Why does documenting in August matter?
When deans and school leaders log behavior incidents, support conversations, and interventions in one system, patterns become visible that would otherwise stay hidden in someone's email inbox or a private notebook.
Spot patterns early: a student who has three "small" incidents with three different staff members is easy to miss until it's all in one place
Coordinate instead of duplicate: a divisional head can see what a dean already addressed, and vice versa, instead of re-litigating the same conversation
Build a full picture over time: behavior management works best when it's holistic, not reactive to whatever happened most recently
Support transitions: when a student moves between grade levels or divisions, the next adult in the room isn't starting from zero
Be ready when a parent calls: when a family reaches out with questions or concerns, you can pull up exactly what support has already been given, instead of piecing it together from memory
Consistent documentation is what turns individual incidents into a picture you can actually act on, and it means your school always has a clear, accurate record to stand on.

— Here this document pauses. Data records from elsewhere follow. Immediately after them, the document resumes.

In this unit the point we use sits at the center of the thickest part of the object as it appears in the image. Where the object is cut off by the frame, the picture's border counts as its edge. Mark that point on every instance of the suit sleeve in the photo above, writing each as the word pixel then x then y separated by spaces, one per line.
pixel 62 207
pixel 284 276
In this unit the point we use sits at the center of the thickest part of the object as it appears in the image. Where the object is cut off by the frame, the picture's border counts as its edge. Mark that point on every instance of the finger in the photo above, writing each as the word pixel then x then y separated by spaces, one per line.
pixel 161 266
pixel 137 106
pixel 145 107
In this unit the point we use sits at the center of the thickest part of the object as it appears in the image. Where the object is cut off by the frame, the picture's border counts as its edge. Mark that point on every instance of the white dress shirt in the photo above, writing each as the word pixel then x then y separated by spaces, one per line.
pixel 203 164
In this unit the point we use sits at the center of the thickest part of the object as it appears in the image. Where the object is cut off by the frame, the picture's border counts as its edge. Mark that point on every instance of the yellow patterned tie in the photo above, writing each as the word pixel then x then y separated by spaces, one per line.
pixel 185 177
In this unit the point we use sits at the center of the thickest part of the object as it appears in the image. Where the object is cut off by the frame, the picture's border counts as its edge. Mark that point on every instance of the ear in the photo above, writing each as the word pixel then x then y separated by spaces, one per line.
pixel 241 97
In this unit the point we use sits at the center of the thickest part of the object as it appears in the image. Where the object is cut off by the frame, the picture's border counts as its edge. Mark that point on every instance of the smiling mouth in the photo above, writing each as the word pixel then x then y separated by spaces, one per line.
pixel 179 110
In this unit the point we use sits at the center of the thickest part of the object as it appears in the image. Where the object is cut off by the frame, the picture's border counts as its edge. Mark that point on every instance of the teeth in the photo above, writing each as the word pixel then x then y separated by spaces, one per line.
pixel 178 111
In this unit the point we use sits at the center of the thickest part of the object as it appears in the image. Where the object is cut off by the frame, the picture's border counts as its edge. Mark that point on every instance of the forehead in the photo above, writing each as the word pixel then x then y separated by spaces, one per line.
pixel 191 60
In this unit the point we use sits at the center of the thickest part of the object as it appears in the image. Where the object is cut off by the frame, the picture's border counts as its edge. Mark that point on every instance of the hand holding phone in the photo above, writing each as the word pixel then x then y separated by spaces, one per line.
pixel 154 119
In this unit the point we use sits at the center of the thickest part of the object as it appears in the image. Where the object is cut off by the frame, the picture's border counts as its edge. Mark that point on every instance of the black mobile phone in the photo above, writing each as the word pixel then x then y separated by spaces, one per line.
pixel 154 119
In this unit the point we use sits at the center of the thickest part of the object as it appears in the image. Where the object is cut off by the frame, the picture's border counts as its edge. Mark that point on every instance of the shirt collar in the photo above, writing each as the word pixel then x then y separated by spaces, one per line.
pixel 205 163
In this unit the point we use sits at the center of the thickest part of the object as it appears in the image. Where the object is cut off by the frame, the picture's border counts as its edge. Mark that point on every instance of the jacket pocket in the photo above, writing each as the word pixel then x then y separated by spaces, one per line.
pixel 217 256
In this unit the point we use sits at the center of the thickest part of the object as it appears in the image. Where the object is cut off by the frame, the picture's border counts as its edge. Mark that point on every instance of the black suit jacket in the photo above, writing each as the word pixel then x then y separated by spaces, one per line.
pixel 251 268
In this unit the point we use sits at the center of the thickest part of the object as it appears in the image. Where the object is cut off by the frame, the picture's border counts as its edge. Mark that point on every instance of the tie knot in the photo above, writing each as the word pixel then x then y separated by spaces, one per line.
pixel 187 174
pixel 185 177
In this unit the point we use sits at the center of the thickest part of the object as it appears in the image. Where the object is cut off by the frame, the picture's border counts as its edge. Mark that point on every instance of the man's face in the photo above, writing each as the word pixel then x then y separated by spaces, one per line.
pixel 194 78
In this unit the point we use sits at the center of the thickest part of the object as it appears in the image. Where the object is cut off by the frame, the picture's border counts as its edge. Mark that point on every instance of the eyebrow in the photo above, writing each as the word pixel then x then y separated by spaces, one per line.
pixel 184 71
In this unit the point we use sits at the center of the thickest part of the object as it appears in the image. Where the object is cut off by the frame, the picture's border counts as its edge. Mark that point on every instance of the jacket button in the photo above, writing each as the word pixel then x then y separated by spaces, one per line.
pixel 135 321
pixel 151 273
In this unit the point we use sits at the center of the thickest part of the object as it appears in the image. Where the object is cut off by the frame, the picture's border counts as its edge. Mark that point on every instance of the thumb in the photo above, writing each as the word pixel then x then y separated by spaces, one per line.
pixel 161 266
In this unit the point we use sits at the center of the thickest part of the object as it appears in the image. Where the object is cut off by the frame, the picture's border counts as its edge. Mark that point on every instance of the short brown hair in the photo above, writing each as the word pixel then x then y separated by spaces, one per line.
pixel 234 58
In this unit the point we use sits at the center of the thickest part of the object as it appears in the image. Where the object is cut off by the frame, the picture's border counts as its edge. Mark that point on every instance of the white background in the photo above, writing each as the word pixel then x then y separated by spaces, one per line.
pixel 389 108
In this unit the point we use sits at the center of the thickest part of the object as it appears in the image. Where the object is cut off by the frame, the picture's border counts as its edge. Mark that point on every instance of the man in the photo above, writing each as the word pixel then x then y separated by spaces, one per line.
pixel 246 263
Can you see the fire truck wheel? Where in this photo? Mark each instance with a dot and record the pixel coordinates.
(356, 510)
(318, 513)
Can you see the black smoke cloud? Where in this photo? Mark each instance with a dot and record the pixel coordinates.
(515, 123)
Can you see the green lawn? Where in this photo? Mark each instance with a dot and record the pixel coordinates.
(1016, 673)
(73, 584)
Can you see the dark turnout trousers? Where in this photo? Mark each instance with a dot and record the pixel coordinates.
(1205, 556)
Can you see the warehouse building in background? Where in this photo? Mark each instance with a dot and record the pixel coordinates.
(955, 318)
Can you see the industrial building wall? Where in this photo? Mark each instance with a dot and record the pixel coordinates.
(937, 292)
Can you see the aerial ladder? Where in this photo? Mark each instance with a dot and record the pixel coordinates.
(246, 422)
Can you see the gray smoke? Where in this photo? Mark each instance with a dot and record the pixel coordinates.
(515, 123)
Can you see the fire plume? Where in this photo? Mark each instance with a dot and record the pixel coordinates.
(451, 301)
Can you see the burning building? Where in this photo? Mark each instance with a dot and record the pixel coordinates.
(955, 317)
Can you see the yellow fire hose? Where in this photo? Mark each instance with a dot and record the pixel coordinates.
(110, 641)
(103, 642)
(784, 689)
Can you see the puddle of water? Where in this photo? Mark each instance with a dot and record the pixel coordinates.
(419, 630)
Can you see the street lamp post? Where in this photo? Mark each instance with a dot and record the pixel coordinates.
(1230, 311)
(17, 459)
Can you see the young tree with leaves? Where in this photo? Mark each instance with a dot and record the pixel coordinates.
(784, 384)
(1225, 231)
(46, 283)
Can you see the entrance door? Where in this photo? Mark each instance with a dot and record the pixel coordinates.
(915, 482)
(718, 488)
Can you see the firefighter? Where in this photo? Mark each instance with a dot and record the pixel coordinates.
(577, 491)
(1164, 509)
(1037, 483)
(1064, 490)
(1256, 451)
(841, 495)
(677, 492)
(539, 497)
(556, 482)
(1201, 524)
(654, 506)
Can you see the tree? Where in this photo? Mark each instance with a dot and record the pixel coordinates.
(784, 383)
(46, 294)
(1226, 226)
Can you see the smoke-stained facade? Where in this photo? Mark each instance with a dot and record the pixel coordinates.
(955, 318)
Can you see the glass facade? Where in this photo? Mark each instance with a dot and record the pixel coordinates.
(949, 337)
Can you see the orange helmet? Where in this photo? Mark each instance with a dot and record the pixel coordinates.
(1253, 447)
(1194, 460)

Why separate the Dean and School Leadership roles?
Because deans and divisional heads or principals don't do identical work, and their documentation should reflect that.
Cleaner reporting: when roles are distinct, it's easier to pull a report on "everything the dean's office handled" versus "everything a divisional head weighed in on"
Flexible by school: some schools have a dean who owns discipline outright; others split it across the leadership team. Separate roles let each school configure who does what without relearning the system
Clear accountability: everyone can see who's responsible for following up on a given incident, without ambiguity
The Dean role
The Dean role is built around day-to-day behavior management and discipline: the ongoing work of tracking incidents, following up with students and families, and managing consequences.
Typically used for:
Logging and tracking behavior incidents
Managing follow-ups and consequences
Communicating with families about discipline matters
Reviewing a student's behavior history across the year
The School Leadership role (Divisional Head, Principal)
The School Leadership role is built for a broader, higher-level view: patterns across a division or school, not just a single incident.
Typically used for:
Viewing trends and patterns across an entire division or school
Overseeing how deans and other staff are handling behavior management
Stepping into individual cases when needed, without owning day-to-day logging
Reporting up to heads of school or boards on behavior trends
Dean vs. School Leadership at a glance
| Dean | School Leadership (Divisional Head, Principal) |
Primary focus | Day-to-day incidents and discipline | Division- or school-wide patterns and oversight |
Typical documentation | Individual incident logs, follow-ups, family communication | Trend reports, cross-case visibility |
Best for schools where | One person owns discipline for a grade band or division | Leadership wants a bird's-eye view without owning daily logging |
Best Practices & Tips
Assign roles based on actual responsibility, not title alone. If your assistant principal handles daily discipline the way a dean would elsewhere, give them the Dean role.
Encourage documentation as it happens, not at the end of the week. Patterns are only visible if the data is there.
Revisit role assignments as your team changes. A new hire or a shift in responsibilities is a good moment to double check who has which role.